SEC Charges Centaurus Financial, Branch Manager, and Advisor Over Unsuitable Recommendations of Complex Structured Securities
The Securities and Exchange Commission (SEC) has agreed to a settlement with Centaurus Financial, branch manager Ricky Mantei, and financial advisor Atul Makharia over unsuitable recommendations of variable interest rate structure products (VRSPs) to certain retail customers.
VSRPs are complex securities issued by well-known financial institutions that typically feature maturity periods of fifteen years or more, according to the SEC’s order. While the VSRPs provide guaranteed fixed-interest-rate payments for an initial period of one to three years, the securities eventually convert to variable interest-rate payments. The VRSPs are permitted to cease providing interest payments during the variable rate period. Additionally, investors may lose some or all of their invested principal at maturity if the VRSPs’ referenced securities indexes fall by a specified percentage at maturity.

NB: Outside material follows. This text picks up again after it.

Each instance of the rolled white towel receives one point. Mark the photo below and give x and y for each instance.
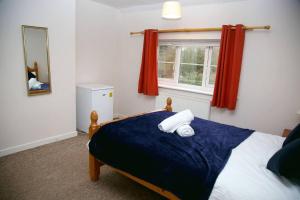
(185, 131)
(171, 124)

According to the SEC, Makharia and several other advisors at a South Carolina-based Centaurus branch office made unsuitable recommendations of VRSPs to 94 retail customers between June 2016 and July 2019. Makharia made nearly 50 unsuitable recommendations to 30 customers, according to the SEC. The SEC further determined that Mantei failed to adhere to the firm’s customer-specific suitability protocols while Centaurus violated the broker-dealer books and records provisions of the federal securities laws. Without admitting or denying any of FINRA’s investigatory findings, Centaurus, Mantei, and Makharia have agreed to pay civil penalties of $750,000, $206,000, and $35,000, respectively.